E’ in questa corretta dimensione prospettica che il Tribunale ha valutato la permanenza delle esigenze cautelari legittimanti la perdurante custodia in carcere della ricorrente, considerando – all’esito dell’esame dei dati descritti dall’indagata – non sorretta da idonei o decisivi elementi dimostrativi la testi dell’ipotizzata attenuazione delle esigenze cautelari. La valutazione del Tribunale è frutto di un giudizio di fatto articolato attraverso passaggi logici e corretti sul piano processuale, che lo sottraggono all’invocato scrutinio di legittimità. E’ appena il caso di osservare che l’indiscutibile gravità dei reati ascritti alla ricorrente e la disinvoltura e la determinazione con cui sono stati realizzati e reiterati nel tempo legittima la negativa prognosi comportamentale formulata dal Tribunale in funzione delle esigenze cautelari che involgono la posizione processuale dell’indagata.
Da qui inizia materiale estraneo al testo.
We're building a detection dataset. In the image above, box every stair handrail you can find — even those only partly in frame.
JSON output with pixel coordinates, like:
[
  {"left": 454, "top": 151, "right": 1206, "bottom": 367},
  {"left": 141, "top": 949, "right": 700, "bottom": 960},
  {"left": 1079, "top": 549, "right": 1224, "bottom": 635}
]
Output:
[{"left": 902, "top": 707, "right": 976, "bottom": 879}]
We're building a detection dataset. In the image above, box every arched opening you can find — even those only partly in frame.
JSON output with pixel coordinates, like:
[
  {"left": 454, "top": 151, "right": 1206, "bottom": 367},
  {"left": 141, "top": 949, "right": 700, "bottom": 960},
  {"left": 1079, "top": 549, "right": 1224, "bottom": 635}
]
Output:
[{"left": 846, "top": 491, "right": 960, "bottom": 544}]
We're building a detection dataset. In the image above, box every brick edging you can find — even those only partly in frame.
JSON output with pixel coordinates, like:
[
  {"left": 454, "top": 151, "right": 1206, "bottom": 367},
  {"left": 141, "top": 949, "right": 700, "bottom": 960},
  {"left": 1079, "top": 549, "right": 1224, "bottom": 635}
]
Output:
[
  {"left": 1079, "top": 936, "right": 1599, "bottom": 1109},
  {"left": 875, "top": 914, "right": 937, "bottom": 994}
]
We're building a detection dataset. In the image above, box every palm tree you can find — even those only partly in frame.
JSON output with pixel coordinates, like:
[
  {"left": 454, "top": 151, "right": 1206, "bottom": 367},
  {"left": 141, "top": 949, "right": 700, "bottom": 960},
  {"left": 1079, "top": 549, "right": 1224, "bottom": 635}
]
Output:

Prognosi rispetto alla quale il pur non irrilevante stato di incensuratezza della ricorrente diviene una variabile indipendente, di per sè non idonea a vanificare o stemperare le esigenze cautelari socialpreventive (v. Cass. Sez. 3, 8.6.2010 n. 25633, rv. 247698).

L’inammissibilità del ricorso impone la condanna della D. al pagamento delle spese processuali e al versamento di una somma in favore della Cassa delle ammende, che stimasi equo fissare nella misura di Euro 1.000,00 (mille). La cancelleria provvederà alle comunicazioni connesse allo stato di detenzione della ricorrente.
P.Q.M.

La Corte dichiara inammissibile il ricorso e condanna la ricorrente al pagamento delle spese processuali e della somma di Euro mille in favore della Cassa delle ammende. Manda alla cancelleria per gli adempimenti di cui all’art. 94 disp. att. c.p.p., comma 1 ter.

Testo non ufficiale. La sola stampa del bollettino ufficiale ha carattere legale.